Automation is key in the Enterprise – from Software Development Lifecycle (SDLC) automation such as DevOps, to business process automation such as Robotic Process Automation (RPA). But what about automation for the Consumer?
Workflow Automation is nothing new on iOS – one of the most popular workflow apps of 2016/17 was an app named ‘Workflow‘. In fact, it was so popular that Workflow was purchased by Apple in 2017 for an undisclosed amount.

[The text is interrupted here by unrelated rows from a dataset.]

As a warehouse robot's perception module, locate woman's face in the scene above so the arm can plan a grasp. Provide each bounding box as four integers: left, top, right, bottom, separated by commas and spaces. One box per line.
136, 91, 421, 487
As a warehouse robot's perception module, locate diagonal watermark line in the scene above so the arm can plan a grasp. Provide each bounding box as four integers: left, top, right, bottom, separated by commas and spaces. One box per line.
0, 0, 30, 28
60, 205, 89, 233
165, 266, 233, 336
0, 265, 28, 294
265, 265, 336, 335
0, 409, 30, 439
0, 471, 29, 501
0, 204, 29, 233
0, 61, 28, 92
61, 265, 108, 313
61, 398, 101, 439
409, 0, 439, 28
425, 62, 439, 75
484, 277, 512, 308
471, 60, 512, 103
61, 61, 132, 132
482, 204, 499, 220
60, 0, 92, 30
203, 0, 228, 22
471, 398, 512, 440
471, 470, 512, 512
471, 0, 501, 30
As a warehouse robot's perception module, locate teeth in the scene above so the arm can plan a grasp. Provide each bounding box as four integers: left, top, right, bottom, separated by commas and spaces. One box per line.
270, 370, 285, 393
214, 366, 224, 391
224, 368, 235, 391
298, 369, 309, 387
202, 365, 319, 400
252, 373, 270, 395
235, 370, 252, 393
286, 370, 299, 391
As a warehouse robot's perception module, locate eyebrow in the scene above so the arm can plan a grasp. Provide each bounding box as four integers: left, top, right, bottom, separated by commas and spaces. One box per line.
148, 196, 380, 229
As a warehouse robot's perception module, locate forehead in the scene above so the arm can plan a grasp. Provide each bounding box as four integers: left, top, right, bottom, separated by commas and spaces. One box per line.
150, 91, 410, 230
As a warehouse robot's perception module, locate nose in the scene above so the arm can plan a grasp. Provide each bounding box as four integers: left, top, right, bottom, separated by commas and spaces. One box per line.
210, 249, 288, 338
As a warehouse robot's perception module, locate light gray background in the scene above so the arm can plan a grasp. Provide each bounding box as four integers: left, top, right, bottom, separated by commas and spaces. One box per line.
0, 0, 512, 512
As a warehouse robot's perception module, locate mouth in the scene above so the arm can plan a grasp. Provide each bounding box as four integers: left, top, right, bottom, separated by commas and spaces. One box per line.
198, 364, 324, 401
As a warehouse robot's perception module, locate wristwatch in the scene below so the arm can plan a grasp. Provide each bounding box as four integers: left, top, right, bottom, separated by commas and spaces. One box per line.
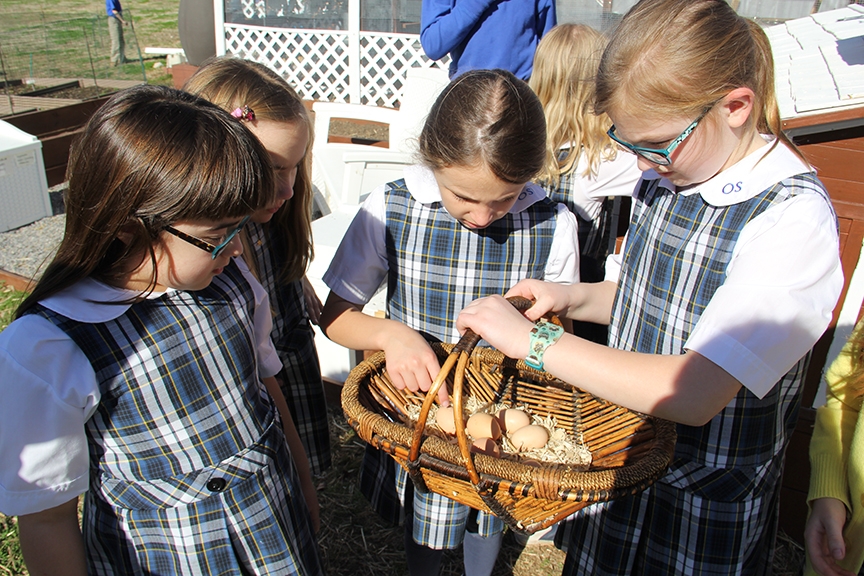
525, 320, 564, 370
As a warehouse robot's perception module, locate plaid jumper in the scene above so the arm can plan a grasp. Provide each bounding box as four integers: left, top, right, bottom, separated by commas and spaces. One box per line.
246, 222, 331, 474
33, 263, 322, 575
361, 180, 556, 549
558, 174, 828, 576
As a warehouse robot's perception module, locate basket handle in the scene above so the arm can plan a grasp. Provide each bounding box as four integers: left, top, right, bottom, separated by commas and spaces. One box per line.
408, 296, 544, 492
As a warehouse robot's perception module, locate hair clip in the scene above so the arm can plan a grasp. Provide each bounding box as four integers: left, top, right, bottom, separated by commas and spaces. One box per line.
231, 106, 255, 122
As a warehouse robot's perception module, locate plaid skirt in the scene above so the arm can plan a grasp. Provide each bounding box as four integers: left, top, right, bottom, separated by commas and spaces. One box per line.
83, 419, 323, 576
555, 466, 782, 576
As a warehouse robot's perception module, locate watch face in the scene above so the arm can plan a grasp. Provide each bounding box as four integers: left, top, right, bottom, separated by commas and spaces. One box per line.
525, 321, 564, 370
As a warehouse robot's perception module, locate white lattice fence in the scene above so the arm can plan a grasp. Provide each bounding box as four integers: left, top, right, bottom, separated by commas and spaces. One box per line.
224, 23, 448, 107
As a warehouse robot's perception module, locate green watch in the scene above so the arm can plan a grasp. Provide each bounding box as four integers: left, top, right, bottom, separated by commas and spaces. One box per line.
525, 320, 564, 370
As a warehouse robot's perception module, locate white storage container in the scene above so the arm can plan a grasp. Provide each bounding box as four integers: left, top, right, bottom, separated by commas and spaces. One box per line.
0, 120, 52, 232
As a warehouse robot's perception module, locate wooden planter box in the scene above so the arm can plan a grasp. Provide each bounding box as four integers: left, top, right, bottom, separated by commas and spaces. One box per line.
3, 95, 110, 187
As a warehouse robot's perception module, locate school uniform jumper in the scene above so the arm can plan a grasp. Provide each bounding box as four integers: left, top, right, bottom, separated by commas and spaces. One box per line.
246, 222, 331, 474
324, 166, 579, 549
558, 145, 843, 576
0, 263, 322, 575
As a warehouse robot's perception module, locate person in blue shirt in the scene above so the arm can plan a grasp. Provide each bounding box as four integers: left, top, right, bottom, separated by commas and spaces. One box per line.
105, 0, 126, 66
420, 0, 557, 80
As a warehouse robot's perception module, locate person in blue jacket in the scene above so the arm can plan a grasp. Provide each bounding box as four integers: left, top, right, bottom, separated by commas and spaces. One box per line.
420, 0, 557, 80
105, 0, 126, 66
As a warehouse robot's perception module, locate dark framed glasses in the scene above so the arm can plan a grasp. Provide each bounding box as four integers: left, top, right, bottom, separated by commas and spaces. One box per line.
165, 214, 252, 260
606, 106, 713, 166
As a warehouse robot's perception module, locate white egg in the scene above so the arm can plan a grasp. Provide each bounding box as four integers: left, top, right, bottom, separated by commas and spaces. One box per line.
435, 406, 456, 434
510, 424, 549, 450
498, 408, 531, 434
471, 438, 501, 458
466, 412, 501, 440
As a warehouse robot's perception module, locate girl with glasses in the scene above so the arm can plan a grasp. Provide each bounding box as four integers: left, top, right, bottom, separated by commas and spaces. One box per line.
457, 0, 843, 575
0, 86, 321, 575
183, 57, 331, 474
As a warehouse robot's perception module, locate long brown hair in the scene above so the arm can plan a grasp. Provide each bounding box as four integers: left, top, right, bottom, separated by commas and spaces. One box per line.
528, 24, 618, 182
419, 70, 546, 184
595, 0, 807, 163
16, 85, 275, 316
183, 56, 314, 282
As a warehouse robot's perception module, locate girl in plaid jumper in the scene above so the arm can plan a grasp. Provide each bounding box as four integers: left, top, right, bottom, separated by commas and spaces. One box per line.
183, 57, 330, 474
0, 86, 322, 576
322, 70, 579, 576
458, 0, 843, 575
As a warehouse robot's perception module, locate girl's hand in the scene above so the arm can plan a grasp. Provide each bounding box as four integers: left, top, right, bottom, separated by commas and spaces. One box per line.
506, 280, 572, 322
456, 296, 542, 359
300, 276, 324, 326
384, 324, 450, 406
804, 498, 855, 576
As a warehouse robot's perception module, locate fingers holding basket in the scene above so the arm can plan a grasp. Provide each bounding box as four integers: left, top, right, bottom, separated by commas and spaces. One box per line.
384, 330, 449, 406
456, 296, 534, 358
505, 279, 570, 322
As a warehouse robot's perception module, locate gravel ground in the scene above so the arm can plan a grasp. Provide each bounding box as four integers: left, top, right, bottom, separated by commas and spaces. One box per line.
0, 214, 66, 278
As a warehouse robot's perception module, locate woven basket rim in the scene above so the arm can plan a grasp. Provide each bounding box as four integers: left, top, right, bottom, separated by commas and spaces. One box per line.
342, 343, 676, 501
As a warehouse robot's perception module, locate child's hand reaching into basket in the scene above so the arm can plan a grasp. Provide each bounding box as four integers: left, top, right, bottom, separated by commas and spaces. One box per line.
456, 296, 542, 358
384, 323, 450, 406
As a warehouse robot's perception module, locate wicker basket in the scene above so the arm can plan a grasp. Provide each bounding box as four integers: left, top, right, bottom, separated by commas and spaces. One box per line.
342, 301, 676, 534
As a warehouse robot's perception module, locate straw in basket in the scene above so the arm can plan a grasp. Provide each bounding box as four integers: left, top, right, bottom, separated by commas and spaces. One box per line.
342, 298, 676, 534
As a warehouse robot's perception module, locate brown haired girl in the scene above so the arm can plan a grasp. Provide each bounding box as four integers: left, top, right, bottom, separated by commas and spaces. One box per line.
0, 86, 321, 576
458, 0, 843, 576
321, 70, 579, 576
184, 57, 330, 474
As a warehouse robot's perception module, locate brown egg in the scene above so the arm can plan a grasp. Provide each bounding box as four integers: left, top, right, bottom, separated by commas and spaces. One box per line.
435, 406, 456, 434
498, 408, 531, 434
510, 424, 549, 450
465, 412, 501, 440
471, 438, 501, 458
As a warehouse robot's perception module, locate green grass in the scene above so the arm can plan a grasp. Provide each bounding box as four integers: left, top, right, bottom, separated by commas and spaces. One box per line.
0, 282, 26, 330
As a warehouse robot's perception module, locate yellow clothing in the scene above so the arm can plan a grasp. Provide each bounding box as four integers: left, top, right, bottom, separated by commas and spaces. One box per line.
804, 338, 864, 576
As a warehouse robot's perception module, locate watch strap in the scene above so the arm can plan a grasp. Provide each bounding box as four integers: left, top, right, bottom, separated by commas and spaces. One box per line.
525, 320, 564, 370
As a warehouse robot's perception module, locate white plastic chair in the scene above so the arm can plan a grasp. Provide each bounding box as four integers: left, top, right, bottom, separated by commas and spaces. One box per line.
306, 68, 449, 382
312, 68, 449, 205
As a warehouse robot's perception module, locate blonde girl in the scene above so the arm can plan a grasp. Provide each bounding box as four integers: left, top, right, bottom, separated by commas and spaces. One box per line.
804, 322, 864, 576
184, 57, 331, 474
457, 0, 843, 576
529, 24, 642, 282
0, 86, 321, 576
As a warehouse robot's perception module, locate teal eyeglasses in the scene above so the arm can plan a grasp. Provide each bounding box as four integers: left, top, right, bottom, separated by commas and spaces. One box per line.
165, 214, 252, 260
606, 106, 713, 166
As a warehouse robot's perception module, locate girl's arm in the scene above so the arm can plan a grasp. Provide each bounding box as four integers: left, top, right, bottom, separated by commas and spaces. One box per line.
18, 498, 87, 576
456, 294, 741, 426
804, 498, 855, 576
506, 280, 616, 325
261, 376, 321, 532
321, 291, 448, 406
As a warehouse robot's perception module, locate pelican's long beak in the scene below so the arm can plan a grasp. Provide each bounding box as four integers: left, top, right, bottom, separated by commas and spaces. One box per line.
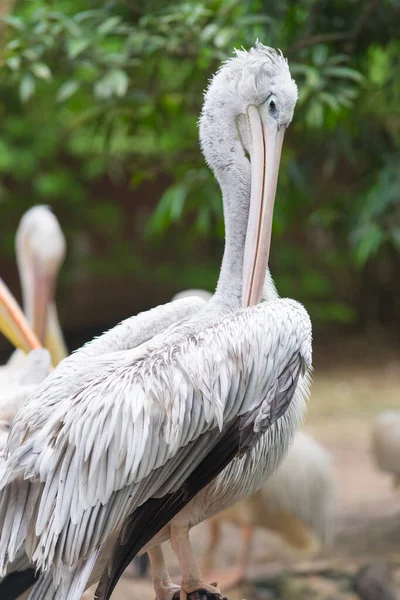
0, 279, 41, 352
32, 263, 55, 344
242, 106, 285, 307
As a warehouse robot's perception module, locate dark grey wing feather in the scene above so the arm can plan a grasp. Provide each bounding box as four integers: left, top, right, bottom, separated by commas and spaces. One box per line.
95, 353, 303, 600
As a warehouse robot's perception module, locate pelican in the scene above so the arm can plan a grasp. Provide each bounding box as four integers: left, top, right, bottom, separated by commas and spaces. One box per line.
0, 205, 68, 384
0, 43, 311, 600
173, 290, 334, 587
203, 432, 335, 586
372, 410, 400, 489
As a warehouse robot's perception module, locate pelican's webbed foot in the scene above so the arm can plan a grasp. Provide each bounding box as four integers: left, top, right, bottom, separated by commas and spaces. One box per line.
179, 581, 228, 600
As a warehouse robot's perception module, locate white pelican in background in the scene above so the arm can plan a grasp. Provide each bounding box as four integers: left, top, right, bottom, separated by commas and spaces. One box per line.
0, 205, 68, 378
203, 432, 335, 586
372, 410, 400, 488
0, 43, 311, 600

The app was re-branded as Apple Shortcuts and may be one of those Apple Apps that you file away in an ‘Apple’ folder and never touch. But hopefully by the end of this article, you will not only understand the architecture behind Apple Shortcuts, but having been taken through the development of a real-world shortcut (integrating with Trello), you will have the knowledge to dive straight in and start creating your own shortcuts. Whilst this article focuses on iOS, Android has a similar offering, Google Action Blocks.
What is (was) Workflow?
As with any Operating System (OS) environment, frameworks are provided to developers to enable them to complete common tasks. For example, on OS may provide frameworks to allow developers to record audio, manipulate an image, or send a text message. As an iOS Developer, you’ll often integrate with these frameworks provided by Apple. Fundamentally, these frameworks expose functions that can be combined together into a workflow (a sort of simple app) in a dynamic way (i.e. they don’t require the user to create an app and release via the App Store). This was the idea behind Workflow and is shown below:
Workflow essentially exposed wrappers around these common functions (and created some of their own reusable actions that do not use underlying Apple frameworks – such as handling variables, rounding numbers, etc.). Through a slick UI, the app allows users to combine these actions together to create a workflow, passing the output of actions as the input to subsequent actions.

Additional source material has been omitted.